Which leads us to the question of whether it’s right for someone who disagrees with my publishing decisions to go to people who supply us with advertising and pressure them to withdraw that advertising?
Quite clearly it is not. It is a form of blackmail. It is an attempt to get me to break my fiduciary duty to my employer, as well as break the implicit covenant with you, our audience, to act impartially and fairly to all and to publish across the board without pushing a particular point of view. What activists like Storer are saying is that if I don’t act corruptly and prefer them against the interests of our stakeholders they will cause me financial harm and destroy something which you our audience also value.
As Christopher Pearson points out in his article, based initially on a post by Helen Dale at Skeptic Lawyer, it is also a form of secondary boycott, something which is also illegal. For me the secondary boycott issue is very much secondary to the moral and ethical aspects of this activity.
On top of this they financially damage a number of sites which have nothing to do with my editorial decisions, some of whom have, and probably will, editorialise quite strongly in favour of gay marriage.

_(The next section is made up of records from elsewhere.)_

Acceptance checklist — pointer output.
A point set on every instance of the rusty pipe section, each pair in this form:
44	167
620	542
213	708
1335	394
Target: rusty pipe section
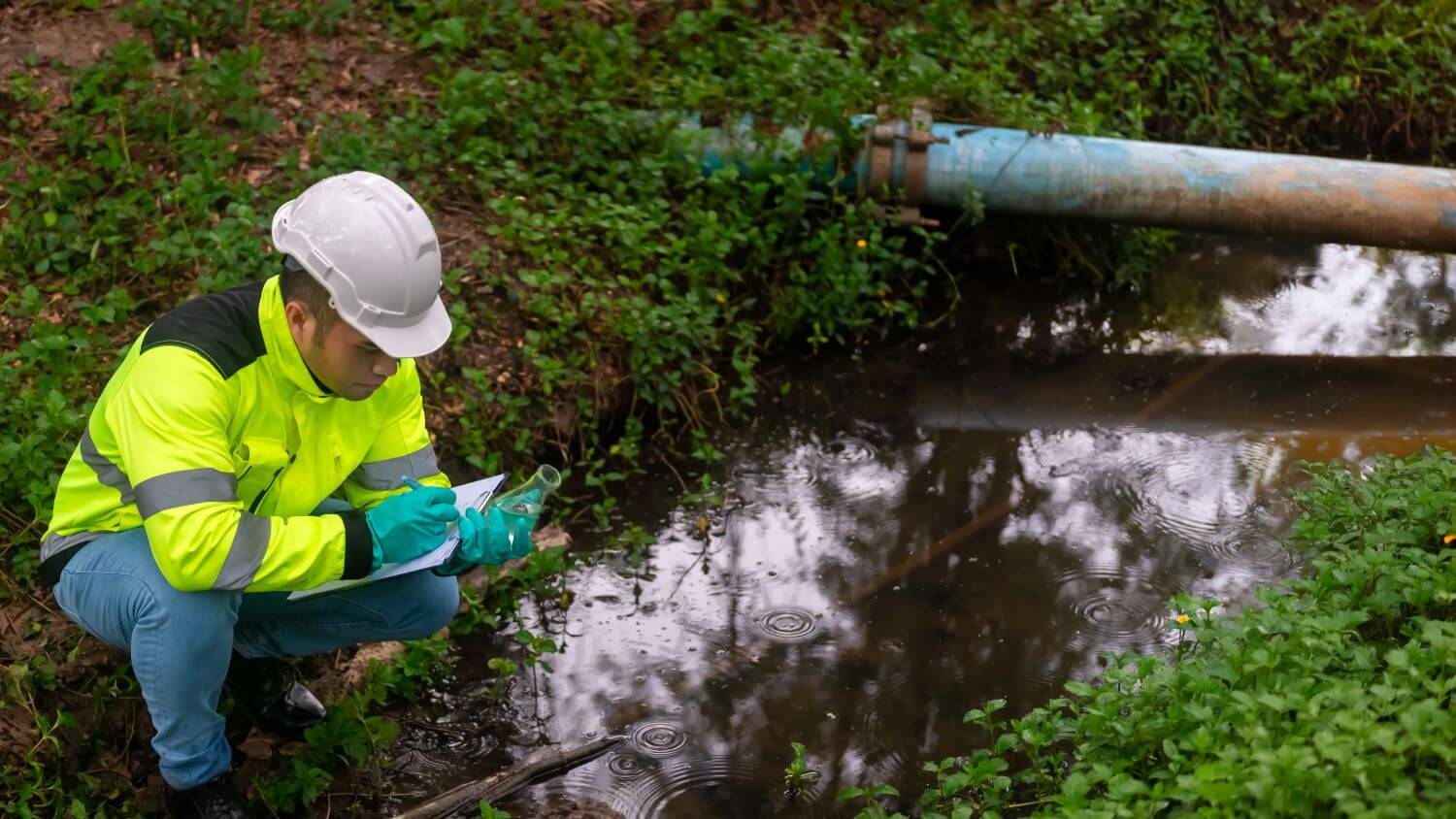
1158	183
916	162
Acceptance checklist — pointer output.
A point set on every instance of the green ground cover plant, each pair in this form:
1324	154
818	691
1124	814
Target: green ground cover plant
608	299
1328	697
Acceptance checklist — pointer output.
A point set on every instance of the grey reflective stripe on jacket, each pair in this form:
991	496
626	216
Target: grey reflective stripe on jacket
383	475
107	472
247	551
183	487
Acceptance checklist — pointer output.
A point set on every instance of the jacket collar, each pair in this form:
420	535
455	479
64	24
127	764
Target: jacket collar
282	354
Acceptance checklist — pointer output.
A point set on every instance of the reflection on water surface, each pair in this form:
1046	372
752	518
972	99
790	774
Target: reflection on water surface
909	537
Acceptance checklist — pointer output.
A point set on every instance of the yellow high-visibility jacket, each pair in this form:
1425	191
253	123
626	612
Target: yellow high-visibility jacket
215	435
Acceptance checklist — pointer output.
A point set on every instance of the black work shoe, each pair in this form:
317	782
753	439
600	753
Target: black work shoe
215	799
268	694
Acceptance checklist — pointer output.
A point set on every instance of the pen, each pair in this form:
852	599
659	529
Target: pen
480	505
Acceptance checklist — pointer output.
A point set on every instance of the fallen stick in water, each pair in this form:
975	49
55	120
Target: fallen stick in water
501	784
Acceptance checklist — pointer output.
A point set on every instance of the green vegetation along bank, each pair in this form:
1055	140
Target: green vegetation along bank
1331	697
606	296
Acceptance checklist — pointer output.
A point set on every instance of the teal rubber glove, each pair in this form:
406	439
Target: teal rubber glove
410	524
489	540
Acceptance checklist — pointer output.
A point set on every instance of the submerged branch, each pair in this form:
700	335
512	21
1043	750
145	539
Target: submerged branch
498	786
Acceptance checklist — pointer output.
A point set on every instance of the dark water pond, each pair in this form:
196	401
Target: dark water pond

From a political point of view this activity is quite stupid anyway. Bill Muehlenberg’s article has received many more reads than it might otherwise because of this activity. Indeed I have been contacted by one organisation that lobbies for gay marriage seeking to assure me that they had nothing to do with the activist activity.
This sort of brown-shirt behaviour increases resistance to the aggressor’s agenda - it doesn’t help it.
Which leads us to the behaviour of the corporates.
I hope that the reasons the ANZ gave to Christopher Pearson were PR fluff rather than the truth.